I look at self-compassion as different from the hippie-type statements that abound telling you to love yourself and going so far as to say if you can’t love yourself you’ll never be able to love anyone else. People who have a dreaded fear of being arrogant, who self-punish for errors or who believe they’re not good enough are going to be immune to the self-love rhetoric.
The way I find to translate self-compassion to someone for whom it is a foreign concept is to demonstrate that he/she already has some, even if it’s rudimentary. I start by asking the individual to describe his/her characteristics that he/she values. Then we talk about the fact that maintaining a personality with desirable features in it means they must have told themselves they were doing something right. And they were probably good and kind to themselves when they evidenced these characteristics. That’s the beginning of self-compassion.
Basically, the world is a hard, cold place if there’s little empathy, kindness and care in it. Someone with little self-compassion is creating a hostile environment for him/herself, which tends to be very hard on him/her and brings out the worst in him/her. The biggest culprit for this kind of emotional starvation is self-criticism which is aimed at self-punishment and self-control. It tends to backfire because it results in living your life intimately tied to your past and the low points of it. You can easily end up repeating your mistakes this way.
It tends to show when someone has poor self-compassion. The individual may come across as tightly wound, typically aiming for less than he/she deserves, feeling low or hopeless. You’ll hear one friend saying to another ‘You need to stop beating yourself up.’ It can happen that a person lacking kindness and care for him/herself also broods and harbors resentment towards others. The theme may be that he/she doesn’t know why he/she doesn’t deserve better treatment than that.
What’s best for the self and for relationships is an acknowledgment of mistakes or problems, being in touch with the emotions that go with them.
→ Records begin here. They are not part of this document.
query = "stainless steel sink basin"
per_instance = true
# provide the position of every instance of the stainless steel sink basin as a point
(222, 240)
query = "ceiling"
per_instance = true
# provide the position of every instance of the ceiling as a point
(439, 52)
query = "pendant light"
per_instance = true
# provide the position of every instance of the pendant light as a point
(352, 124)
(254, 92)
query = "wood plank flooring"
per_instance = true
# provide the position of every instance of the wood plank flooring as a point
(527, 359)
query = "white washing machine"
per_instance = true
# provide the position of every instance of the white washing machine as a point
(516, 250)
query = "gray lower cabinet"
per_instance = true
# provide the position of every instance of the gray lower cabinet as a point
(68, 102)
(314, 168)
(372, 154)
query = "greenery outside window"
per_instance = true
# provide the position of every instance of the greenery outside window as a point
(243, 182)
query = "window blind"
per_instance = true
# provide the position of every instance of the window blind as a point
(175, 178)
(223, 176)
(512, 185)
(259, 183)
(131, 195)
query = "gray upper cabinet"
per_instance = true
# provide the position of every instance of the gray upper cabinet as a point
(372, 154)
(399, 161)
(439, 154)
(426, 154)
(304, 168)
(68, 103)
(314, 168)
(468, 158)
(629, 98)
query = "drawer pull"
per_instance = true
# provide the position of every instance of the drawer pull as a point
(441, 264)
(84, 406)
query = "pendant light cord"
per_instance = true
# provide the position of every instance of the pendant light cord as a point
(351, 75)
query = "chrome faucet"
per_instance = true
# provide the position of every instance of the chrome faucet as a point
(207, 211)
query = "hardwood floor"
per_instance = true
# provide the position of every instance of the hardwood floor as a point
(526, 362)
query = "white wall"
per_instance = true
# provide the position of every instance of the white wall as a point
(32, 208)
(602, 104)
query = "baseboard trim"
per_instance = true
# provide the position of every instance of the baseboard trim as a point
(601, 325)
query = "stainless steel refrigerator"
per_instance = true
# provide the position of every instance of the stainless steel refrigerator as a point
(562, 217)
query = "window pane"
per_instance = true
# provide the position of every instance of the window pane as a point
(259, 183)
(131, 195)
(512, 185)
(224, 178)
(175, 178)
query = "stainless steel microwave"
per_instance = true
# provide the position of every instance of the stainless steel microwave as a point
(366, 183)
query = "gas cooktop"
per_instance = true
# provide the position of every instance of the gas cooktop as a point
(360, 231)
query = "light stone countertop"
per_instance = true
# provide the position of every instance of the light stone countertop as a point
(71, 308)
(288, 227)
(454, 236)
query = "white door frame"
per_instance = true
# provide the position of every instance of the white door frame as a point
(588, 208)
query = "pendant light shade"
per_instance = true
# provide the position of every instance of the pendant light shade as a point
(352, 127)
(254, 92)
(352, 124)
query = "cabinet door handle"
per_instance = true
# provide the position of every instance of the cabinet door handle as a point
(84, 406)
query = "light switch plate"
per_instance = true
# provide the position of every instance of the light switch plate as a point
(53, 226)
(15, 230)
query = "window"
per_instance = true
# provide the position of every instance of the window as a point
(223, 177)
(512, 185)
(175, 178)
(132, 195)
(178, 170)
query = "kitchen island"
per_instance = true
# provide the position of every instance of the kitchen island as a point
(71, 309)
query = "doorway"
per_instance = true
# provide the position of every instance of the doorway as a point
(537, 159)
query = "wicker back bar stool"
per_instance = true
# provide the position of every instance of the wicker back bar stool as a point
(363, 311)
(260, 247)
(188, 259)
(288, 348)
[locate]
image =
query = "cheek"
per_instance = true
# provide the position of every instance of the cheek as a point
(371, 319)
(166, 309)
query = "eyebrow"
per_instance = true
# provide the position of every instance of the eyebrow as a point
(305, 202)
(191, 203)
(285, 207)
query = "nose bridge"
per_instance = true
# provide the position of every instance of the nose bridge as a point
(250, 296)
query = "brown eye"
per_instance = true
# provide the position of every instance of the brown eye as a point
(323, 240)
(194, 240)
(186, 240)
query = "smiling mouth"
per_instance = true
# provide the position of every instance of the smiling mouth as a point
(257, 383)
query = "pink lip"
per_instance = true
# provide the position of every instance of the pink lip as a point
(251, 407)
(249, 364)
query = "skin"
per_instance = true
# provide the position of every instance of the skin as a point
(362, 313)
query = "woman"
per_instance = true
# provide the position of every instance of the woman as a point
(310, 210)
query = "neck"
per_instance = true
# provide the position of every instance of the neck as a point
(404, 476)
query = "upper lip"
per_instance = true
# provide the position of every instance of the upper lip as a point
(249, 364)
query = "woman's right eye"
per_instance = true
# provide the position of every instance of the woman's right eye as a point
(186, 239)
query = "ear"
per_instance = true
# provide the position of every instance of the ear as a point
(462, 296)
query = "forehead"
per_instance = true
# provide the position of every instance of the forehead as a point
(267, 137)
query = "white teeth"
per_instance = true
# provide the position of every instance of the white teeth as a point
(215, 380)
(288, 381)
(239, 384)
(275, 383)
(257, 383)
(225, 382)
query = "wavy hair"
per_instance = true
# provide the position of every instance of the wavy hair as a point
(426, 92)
Then, doing what you need to do to resolve the issue, get past it and move forward. Your self-compassion is invaluable in this because it increases your emotional resilience and problem-solving ability.
My most successful strategy to cultivate self-compassion is telling people that it simply doesn’t make sense not to have it. Without it they have a false negative view of themselves and possibly of others. I don’t advocate false positives either. I recommend neutral or fact-based views of themselves that include a rationale for kindness and care towards themselves.
I also ask what would happen if someone gave them a pill loaded with self-compassion; what would be the instant effect of that? Usually the answer is that they are unburdened and can move forward, feeling good.